By Vice Chancellor Professor Ian O’Connor
One of the highlight’s of the last month has been witnessing the generosity of those who support Griffith – and this was brought home to me in a number of ways.
On October 17, I attended the thanksgiving service dedicated to the remembrance of those who donate to the University’s body bequest program. The names of 38 donors were read out in a deeply moving ceremony attended by the families and friends of donors, and by the staff and students who benefit from this generous act of giving. Professors Allan Cripps, Mark Forwood, Belinda Beck, and their incredible team of support staff and students, are to be congratulated for organising a beautiful 2013 Thanksgiving Service. The ceremony concluded with an extraordinary reading of “The Valley of Dry Bones – Ezekiel 37: 1-10”, interspersed with a haunting rendition of ‘Dry Bones’ by the Gold Coast Sounds choir.
Relay For Life
Two days later on October 19, I had the privilege of opening the inaugural Griffith University Gold Coast Relay for Life at our Gold Coast campus. Organised by the Griffith University Student Guild, in collaboration with Cancer Council Queensland, the event saw 30 teams engage in 18 hours of constant motion in front of the library.
Dr Robyn Cameron, a survivor of cancer, delivered a wonderfully inspiring speech prior to the relay commencing. I was delighted to see so many students involved in this event – many in fantastically ‘themed’ attire.
Congratulations to all the students for their participation and a warm thanks to their sponsors for their great support. Also a special thanks to the Gold Coast Student Guild, especially Relay Chair Steve Harris, President Cameron Harrison and General Manager Wayne Watt, for organising a fabulous event. Developing a commitment to philanthropy and volunteerism is an expression of Griffith’s core values.
Vale John Kearney
October started with the very sad news that one of the Coast’s great philanthropists, and one of the champion supporters of Griffith and higher education in general – Mr John Kearney – passed away at the age of 90.
John’s close association with the University began with his appointment as one of the inaugural members of the Gold Coast College Advisory Council in the early 1990s. He served as Chairperson of the Gold Coast Advisory Council (1999 — 2003) and completed a three year term on the Griffith University Council (1999 — 2002). He played a leading role in raising the University’s fundraising profile through his activities as Deputy Chair of the Griffith University Fund Board and was a major donor to the Sir Zelman Cowen Law Library Collection.
In 2000, John was conferred Griffith’s honorary doctorate in recognition of his distinguished contributions to the University and to the community.
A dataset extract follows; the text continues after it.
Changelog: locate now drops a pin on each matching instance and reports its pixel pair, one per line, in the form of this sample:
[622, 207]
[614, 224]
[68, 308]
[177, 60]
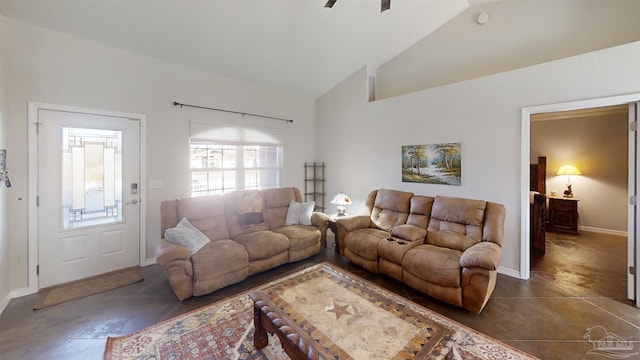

He will be deeply missed by the Griffith community.
Top academics honoured
It is always welcome news when our outstanding scholars are elected to Academies, but I was not prepared for the advice from the Academy of the Social Sciences in Australia informing me thatthreeGriffith staff had been elected in this year’s general ballot.
Professor Mark Finnane, ARC Australian Professorial Fellow in the School of Humanities and ARC Centre of Excellence in Policing and Security.(This makes Mark a ‘double Fellow’ having been previously elected a Fellow of the Australian Academy of the Humanities).
Professor Ciaran O’Faircheallaigh, School of Government & International Relations, Griffith Business School
Professor David Peetz, Department of Employment Relations and Human Resource Management, Griffith Business School
Fellows are elected to the Academy by their peers on the basis of a distinguished contribution to one or more of the Social Sciences that has also been recognised internationally. Warm congratulations to Mark, Ciaran and David on this thoroughly deserved honour.